Working-age adults recorded the most negative experiences with more participants mentioning disrupted well-being (35.6 per cent vs 29.4 per cent in adolescents and 23.7 per cent in older adults) and negative mood (44 per cent vs 27.8 per cent in adolescents and 24.5 per cent in older adults).

Experiences of alienation, or the cost of not interacting with friends, were twice as frequent among adolescents (around one in seven, or 14.8 per cent) as when compared to adults (7 per cent) with older adults mentioning it most infrequently (2.3 per cent).

Dr Netta Weinstein, Associate Professor of Psychology at the University of Reading and lead author of the paper said, "Our paper shows that aspects of solitude, a positive way of describing being alone, is recognised across all ages as providing benefits for our well-being."

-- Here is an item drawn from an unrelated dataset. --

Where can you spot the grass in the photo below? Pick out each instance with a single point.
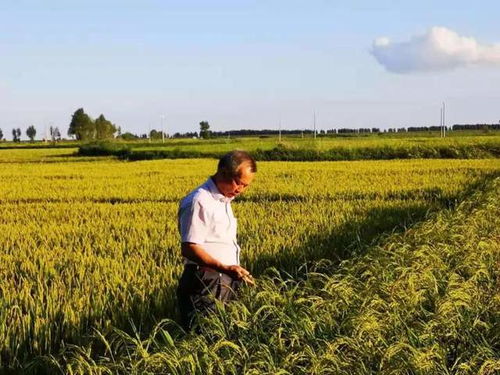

"The conventional wisdom is that adolescents, on the whole, found that the pandemic was a negative experience, but we see in our study how components of solitude can be positive. Over those first few months of the pandemic here in the UK, we see that working adults were actually the most likely to mention aspects of worsening well-being and mood, but even those are not as commonly mentioned as more positive experiences of solitude," Dr Weinstein explained.

"We conducted the research in the summer of 2020 which coincided with the end of the first national lockdown in the UK. We know that many people reconnected with hobbies and interests or increasingly appreciating nature on walks and bike rides during that time, and those elements of what we describe as 'self-determined motivation', where we choose to spend time alone for ourselves are seemingly a critical aspect of positive wellbeing," Dr Weinstein added.

"Seeing working-age adults experience disrupted well-being and negative mood may in fact be related to the pandemic reducing our ability to find peaceful solitude. As we all adjusted to a 'new normal', many working adults found that usual moments of being alone, whether on their commute or during a work break were disrupted. Even for the most ardent of extroverts, these small windows of peace shows the important role of time alone for our mental health," Dr Weinstein continued.

"It also suggests that certain experiences of solitude are learned or valued increasingly with age, having an effect to reduce the impact of negative elements of loneliness and generally boosting well-being. Equally, it suggests that casual inferences about loneliness based on age and stage miss the reality of our nuanced lived experiences," Dr Weinstein explained.

The results come from a series of in-depth interviews where participants from the UK answered open questions about their experiences of solitude.

The team of researchers coded the answers to find shared experiences and measured quantitative data about two aspects of wellbeing associated with solitude, self-determined motivation (the choice to spend time alone) and peaceful mood.